As is the case in other Slavic languages, Bulgarian verbs have a rich inflection, and derived verbs can be obtained by applying various prefixes and suffixes. The goal of this appendix is to give the reader a high-level, rather than comprehensive and detailed, view of the Bulgarian verb system. It should be sufficient background for understanding the elements of a Bulgarian verb entry on Wiktionary.
Bulgarian verbs are inflected for person, number, tense, mood and evidentiality. Participles (and tense forms using participles) are also inflected for gender and sometimes definiteness.
Verbs have lexical aspect. Furthermore, they can be reflexive, transitive, intransitive or bitransitive. (Bi-)transitive verbs can be in the active or passive voice. There are four auxiliary verbs - съм (sǎm), бъ́да (bǎ́da), би́вам (bívam) and ща (šta).
Verbs are inflected for three persons and two numbers (singular and plural), as in English.
There are nine tenses: present, past imperfect, past aorist, present perfect, past perfect, future, future in the past, future perfect, future perfect in the past. Bulgarian is one of few Slavic languages to retain the use of the aorist in everyday speech.
There are four (or three, depending on analysis) moods: indicative (unmarked), imperative, conditional and renarrative.
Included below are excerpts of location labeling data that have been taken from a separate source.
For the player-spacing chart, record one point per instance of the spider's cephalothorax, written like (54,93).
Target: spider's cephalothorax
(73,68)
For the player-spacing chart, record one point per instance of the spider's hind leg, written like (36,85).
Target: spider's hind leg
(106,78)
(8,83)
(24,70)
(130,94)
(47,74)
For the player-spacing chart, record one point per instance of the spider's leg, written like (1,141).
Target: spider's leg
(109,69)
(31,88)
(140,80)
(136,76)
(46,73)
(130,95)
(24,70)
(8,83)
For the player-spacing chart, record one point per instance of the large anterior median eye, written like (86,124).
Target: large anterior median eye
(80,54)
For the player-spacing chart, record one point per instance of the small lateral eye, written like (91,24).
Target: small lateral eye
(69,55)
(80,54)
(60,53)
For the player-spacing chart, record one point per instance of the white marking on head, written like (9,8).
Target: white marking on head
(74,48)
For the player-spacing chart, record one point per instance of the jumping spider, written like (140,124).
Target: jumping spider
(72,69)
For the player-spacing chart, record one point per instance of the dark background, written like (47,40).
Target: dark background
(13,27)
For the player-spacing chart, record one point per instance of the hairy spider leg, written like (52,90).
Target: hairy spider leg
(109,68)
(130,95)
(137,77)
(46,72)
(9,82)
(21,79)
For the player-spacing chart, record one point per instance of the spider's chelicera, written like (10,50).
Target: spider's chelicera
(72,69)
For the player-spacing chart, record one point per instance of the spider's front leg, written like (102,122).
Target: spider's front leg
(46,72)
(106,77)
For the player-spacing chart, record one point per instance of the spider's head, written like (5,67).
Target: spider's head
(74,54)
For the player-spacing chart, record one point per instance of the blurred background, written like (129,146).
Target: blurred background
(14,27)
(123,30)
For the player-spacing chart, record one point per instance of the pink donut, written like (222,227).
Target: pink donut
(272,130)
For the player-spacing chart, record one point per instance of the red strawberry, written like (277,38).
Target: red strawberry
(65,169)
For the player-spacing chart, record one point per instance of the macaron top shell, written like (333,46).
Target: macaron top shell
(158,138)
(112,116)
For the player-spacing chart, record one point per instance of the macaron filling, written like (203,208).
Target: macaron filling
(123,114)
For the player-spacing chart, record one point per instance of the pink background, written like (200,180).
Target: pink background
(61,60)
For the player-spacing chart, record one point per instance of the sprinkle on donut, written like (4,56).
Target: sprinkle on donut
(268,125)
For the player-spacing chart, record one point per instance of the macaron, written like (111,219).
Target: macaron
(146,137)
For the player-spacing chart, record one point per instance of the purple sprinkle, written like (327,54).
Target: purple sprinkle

Within Slavic languages, the renarrative mood is unique to Bulgarian and Macedonian. Some authors treat it as part of the evidential system, rather than a separate mood.
Bulgarian verbs have four evidential forms, reflecting the speaker's attitude towards the source of information or the veracity of the information:
Along with Macedonian, and unlike the remaining Slavic languages, Bulgarian does not have an infinitive. Dictionaries, including Wiktionary, lemmatize Bulgarian verbs using the first-person singular form in the present tense, indicative mood - e.g. "I read", "I walk".
Bulgarian monolingual dictionaries, as well as Wiktionary, indicate a verb's lexical aspect, as well as its aspect "partner" - the verb with the opposite aspect - if one exists. Explanatory dictionaries normally list word senses under the imperfective verb, and the provided quotations may use either the imperfective or the perfective verb in the pair.
Bulgarian monolingual dictionaries indicate the transitivity of verbs directly on the headword. We do it in the title of the conjugation table.